REPUBLIKA.CO.ID, HANOI -- Kepolisian di ibu kota Vietnam, Hanoi, Kamis (19/1), hanya dalam beberapa menit menghentikan aksi protes anti-Cina terkait sengketa Laut Cina Selatan yang telah berlangsung lebih dari empat dasawarsa.

Vietnam mengaku memiliki Laut Cina Selatan, perairan yang nyaris seluruhnya diklaim Cina. Empat negara lain turut mengklaim laut yang dilalui kapal dagang senilai lima triliun dolar Amerika Serikat tiap tahunnya itu.

Unjuk rasa di Hanoi dimulai setelah aksi peringatan damai untuk para tentara Vietnam Selatan yang tewas pada 1974. Tentara itu tewas saat Cina mengambil alih Kepulauan Paracel.

Polisi menyeret 20 demonstran ke dalam bus karena memilih bertahan walau telah diperingatkan. Pengunjuk rasa bahkan menyatakan, "Hancurkan Pendudukan Cina" beserta slogan lainnya.

Namun pemerintah dan kepolisian tidak memberi keterangan apa pun, bahkan media milik negara juga tidak memberitakan demonstrasi tersebut.

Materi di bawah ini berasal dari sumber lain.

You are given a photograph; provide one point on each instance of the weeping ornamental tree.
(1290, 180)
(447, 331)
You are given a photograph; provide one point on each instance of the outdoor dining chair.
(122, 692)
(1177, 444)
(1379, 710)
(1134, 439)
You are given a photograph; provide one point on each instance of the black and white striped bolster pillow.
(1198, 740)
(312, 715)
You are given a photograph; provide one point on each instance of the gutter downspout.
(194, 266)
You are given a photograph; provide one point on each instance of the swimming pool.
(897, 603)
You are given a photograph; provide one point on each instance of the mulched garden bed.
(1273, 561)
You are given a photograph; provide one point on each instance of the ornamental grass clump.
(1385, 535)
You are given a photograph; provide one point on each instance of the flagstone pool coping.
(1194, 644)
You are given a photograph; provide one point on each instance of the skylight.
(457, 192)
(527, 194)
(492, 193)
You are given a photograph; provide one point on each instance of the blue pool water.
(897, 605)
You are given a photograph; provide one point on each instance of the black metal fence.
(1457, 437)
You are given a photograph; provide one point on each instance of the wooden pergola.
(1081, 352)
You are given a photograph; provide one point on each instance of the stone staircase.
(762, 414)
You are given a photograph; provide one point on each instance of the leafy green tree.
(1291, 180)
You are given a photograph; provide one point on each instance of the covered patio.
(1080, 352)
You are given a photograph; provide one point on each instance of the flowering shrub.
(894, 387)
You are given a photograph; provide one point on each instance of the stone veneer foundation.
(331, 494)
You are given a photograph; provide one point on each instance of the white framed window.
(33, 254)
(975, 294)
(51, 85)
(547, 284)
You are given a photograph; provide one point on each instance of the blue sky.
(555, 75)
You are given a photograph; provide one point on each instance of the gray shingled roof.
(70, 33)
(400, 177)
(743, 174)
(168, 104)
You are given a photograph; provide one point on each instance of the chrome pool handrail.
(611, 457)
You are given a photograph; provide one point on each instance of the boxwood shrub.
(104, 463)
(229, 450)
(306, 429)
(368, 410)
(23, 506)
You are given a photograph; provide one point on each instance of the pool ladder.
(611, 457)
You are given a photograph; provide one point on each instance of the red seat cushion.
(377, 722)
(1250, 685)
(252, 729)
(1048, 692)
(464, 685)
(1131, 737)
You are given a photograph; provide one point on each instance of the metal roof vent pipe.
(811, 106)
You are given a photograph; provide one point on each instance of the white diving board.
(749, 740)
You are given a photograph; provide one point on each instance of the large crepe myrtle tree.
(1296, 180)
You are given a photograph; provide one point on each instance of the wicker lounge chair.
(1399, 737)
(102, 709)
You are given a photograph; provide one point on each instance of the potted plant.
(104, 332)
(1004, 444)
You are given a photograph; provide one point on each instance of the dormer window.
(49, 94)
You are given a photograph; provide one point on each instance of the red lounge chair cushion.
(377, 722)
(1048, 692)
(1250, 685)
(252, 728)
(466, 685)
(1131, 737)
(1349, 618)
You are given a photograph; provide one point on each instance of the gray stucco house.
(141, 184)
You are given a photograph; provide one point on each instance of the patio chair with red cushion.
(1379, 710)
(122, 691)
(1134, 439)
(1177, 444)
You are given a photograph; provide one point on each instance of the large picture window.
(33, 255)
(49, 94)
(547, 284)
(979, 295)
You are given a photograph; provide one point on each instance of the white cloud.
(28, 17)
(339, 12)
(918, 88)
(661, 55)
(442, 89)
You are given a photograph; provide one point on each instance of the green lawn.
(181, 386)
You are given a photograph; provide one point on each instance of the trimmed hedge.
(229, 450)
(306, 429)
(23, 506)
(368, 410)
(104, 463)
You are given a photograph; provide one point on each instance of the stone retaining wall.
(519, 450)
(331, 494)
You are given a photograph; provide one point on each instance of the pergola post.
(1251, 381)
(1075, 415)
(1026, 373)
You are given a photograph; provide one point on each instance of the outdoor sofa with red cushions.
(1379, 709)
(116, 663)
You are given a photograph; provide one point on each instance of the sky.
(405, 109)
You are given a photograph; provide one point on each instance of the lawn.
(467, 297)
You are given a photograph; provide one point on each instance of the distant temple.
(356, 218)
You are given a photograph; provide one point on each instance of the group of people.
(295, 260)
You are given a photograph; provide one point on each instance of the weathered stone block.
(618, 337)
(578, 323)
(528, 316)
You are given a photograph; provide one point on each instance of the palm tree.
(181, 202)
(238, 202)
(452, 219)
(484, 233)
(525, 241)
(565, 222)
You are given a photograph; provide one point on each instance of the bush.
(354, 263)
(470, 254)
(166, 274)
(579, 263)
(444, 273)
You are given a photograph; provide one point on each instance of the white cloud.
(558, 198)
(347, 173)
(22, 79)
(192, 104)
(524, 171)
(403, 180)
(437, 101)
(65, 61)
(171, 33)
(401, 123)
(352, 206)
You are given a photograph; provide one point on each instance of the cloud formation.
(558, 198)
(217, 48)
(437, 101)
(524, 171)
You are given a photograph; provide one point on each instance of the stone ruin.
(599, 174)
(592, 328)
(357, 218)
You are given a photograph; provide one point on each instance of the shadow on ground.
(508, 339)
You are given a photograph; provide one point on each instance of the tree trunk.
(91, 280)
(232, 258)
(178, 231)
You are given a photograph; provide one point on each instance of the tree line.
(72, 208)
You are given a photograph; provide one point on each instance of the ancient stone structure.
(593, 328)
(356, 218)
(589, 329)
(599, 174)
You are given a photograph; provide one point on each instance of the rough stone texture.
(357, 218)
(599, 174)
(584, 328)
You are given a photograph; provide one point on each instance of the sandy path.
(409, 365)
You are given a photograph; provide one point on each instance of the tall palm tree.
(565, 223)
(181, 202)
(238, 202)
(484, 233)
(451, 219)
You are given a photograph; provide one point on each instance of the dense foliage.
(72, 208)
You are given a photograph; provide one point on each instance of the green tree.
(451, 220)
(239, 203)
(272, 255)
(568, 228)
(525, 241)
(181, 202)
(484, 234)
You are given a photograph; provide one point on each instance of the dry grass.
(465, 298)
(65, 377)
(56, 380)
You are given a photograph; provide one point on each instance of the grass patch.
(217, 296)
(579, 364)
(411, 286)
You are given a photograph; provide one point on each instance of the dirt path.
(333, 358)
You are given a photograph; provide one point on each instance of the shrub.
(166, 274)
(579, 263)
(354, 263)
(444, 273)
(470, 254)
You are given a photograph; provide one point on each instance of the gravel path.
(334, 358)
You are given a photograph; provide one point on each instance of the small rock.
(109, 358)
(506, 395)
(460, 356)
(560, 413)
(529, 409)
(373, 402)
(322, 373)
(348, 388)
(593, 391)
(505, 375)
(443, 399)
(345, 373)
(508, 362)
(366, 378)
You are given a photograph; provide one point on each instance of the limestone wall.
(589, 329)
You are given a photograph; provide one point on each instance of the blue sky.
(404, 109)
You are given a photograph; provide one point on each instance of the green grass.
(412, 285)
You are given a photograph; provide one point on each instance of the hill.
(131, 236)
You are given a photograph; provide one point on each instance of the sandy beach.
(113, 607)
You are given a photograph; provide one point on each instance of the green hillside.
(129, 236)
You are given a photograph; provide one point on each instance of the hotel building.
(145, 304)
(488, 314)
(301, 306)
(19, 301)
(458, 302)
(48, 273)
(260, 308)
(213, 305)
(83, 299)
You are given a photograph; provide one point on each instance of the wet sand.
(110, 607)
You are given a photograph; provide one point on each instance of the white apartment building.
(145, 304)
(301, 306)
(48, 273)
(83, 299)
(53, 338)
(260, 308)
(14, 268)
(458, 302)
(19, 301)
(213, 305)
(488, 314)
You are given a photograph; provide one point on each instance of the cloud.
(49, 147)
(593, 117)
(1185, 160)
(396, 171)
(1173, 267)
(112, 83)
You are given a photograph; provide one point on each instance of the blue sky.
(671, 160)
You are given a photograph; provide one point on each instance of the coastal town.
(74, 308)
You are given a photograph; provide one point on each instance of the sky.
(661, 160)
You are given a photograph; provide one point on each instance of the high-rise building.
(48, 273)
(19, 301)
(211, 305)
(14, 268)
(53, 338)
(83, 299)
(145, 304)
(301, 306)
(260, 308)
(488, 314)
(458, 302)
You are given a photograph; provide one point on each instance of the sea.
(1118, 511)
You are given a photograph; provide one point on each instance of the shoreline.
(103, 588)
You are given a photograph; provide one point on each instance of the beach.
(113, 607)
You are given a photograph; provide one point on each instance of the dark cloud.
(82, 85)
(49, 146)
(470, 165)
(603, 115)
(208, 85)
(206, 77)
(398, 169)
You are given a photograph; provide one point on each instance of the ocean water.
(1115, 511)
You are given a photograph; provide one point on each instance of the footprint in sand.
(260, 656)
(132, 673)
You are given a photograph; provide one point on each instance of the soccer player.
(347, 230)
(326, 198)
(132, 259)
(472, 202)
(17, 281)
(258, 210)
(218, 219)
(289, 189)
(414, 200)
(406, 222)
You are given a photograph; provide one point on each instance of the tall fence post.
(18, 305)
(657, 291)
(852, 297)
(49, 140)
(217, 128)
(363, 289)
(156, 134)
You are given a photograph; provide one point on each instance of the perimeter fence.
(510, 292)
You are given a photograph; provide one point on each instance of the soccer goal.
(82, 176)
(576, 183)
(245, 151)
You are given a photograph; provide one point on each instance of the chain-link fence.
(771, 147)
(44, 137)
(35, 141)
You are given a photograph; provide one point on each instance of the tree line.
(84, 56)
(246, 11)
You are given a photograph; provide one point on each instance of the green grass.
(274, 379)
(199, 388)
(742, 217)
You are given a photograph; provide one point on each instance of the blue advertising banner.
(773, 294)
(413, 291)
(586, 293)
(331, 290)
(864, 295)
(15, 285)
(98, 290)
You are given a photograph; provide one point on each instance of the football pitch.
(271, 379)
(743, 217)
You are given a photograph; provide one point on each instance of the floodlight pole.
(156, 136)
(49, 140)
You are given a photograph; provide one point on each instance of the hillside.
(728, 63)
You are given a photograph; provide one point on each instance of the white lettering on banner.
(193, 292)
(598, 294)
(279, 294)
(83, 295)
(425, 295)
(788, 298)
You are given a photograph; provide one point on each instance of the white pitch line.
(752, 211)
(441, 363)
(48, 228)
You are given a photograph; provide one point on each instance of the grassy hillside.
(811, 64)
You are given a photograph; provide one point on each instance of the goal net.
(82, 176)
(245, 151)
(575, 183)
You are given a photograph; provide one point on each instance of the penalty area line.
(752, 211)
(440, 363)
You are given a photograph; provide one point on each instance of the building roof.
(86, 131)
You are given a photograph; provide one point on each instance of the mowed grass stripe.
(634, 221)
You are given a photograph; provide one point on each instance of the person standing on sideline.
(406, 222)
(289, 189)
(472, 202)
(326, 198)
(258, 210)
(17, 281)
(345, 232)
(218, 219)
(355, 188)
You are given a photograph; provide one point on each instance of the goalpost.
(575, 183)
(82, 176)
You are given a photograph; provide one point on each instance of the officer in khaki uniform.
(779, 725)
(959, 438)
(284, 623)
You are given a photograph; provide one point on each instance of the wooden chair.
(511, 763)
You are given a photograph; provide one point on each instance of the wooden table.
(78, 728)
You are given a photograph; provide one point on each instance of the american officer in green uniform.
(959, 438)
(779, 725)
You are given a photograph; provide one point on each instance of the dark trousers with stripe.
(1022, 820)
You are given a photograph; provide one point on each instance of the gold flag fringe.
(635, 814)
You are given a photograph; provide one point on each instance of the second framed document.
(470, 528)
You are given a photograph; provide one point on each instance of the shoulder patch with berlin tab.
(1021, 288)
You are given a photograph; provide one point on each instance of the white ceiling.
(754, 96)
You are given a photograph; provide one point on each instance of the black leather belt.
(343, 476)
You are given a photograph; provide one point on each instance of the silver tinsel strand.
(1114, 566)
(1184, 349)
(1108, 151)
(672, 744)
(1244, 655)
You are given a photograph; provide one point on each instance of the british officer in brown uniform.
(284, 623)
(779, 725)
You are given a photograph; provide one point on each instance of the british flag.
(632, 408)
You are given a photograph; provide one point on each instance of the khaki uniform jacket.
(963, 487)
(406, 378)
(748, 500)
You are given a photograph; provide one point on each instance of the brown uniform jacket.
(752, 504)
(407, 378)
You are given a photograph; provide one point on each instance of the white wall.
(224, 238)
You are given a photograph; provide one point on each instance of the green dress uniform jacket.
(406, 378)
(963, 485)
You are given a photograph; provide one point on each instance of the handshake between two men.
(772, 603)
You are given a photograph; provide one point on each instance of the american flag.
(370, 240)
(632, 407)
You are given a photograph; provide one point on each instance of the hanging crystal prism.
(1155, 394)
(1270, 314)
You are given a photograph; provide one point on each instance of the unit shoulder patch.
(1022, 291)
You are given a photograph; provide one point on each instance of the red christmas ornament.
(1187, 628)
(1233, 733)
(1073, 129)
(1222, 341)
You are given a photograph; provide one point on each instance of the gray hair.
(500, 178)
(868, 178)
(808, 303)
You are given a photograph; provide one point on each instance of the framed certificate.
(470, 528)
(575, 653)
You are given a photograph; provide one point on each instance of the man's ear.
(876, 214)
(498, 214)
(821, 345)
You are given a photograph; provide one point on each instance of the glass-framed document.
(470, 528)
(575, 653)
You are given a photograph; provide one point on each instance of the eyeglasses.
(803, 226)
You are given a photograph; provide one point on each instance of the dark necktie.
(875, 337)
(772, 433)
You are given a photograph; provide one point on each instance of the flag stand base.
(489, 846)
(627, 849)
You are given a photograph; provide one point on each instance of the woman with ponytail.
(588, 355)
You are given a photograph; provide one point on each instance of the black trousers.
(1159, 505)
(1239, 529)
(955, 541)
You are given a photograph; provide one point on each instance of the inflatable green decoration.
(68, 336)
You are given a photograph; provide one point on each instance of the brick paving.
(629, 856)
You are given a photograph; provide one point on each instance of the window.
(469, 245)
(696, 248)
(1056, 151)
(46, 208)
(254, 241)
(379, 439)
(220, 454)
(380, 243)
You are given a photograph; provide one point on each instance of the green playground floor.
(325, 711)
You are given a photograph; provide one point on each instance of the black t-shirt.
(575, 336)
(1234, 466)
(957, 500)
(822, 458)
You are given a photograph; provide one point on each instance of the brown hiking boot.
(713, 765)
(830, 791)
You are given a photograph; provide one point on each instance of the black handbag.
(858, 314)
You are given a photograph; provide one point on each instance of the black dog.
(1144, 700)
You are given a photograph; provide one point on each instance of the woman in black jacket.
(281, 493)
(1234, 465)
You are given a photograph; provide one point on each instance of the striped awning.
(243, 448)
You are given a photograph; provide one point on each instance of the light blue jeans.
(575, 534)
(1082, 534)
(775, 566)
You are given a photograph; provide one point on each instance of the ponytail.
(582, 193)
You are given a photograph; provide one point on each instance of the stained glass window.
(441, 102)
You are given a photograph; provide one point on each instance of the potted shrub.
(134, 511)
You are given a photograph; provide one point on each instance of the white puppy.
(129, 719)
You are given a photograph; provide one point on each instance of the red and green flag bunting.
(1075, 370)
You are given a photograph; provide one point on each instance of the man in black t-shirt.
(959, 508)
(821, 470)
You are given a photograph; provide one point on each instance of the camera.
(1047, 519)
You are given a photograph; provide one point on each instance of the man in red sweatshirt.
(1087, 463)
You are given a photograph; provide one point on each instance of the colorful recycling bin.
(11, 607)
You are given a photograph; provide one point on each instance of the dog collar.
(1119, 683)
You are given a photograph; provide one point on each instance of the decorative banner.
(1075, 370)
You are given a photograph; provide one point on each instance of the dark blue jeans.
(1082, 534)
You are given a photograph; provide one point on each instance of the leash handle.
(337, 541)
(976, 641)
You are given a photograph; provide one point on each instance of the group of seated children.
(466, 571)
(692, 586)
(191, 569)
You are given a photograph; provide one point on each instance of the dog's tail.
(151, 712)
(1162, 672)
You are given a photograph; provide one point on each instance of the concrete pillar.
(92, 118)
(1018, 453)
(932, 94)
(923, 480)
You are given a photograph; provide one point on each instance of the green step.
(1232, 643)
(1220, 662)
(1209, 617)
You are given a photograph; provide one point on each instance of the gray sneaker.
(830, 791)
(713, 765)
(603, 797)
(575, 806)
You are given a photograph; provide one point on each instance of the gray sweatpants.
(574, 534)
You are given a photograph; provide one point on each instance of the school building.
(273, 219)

Ketegangan dua negara komunis itu sempat memanas saat Cina memindahkan kilang minyaknya di Laut Cina Selatan pada 2014.

Langkah Cina diprotes banyak warga Vietnam. Namun hubungan keduanya sempat membaik, walau militer masing-masing pihak masih bersiaga di perairan sengketa itu.

Cina dan Vietnam sepakat minggu lalu untuk mengatasi perbedaan serta menjaga perdamaian di Laut Cina Selatan. Pernyataan itu disampaikan saat Ketua Partai Komunis Vietnam Nguyen Phu Trong mengunjungi Cina.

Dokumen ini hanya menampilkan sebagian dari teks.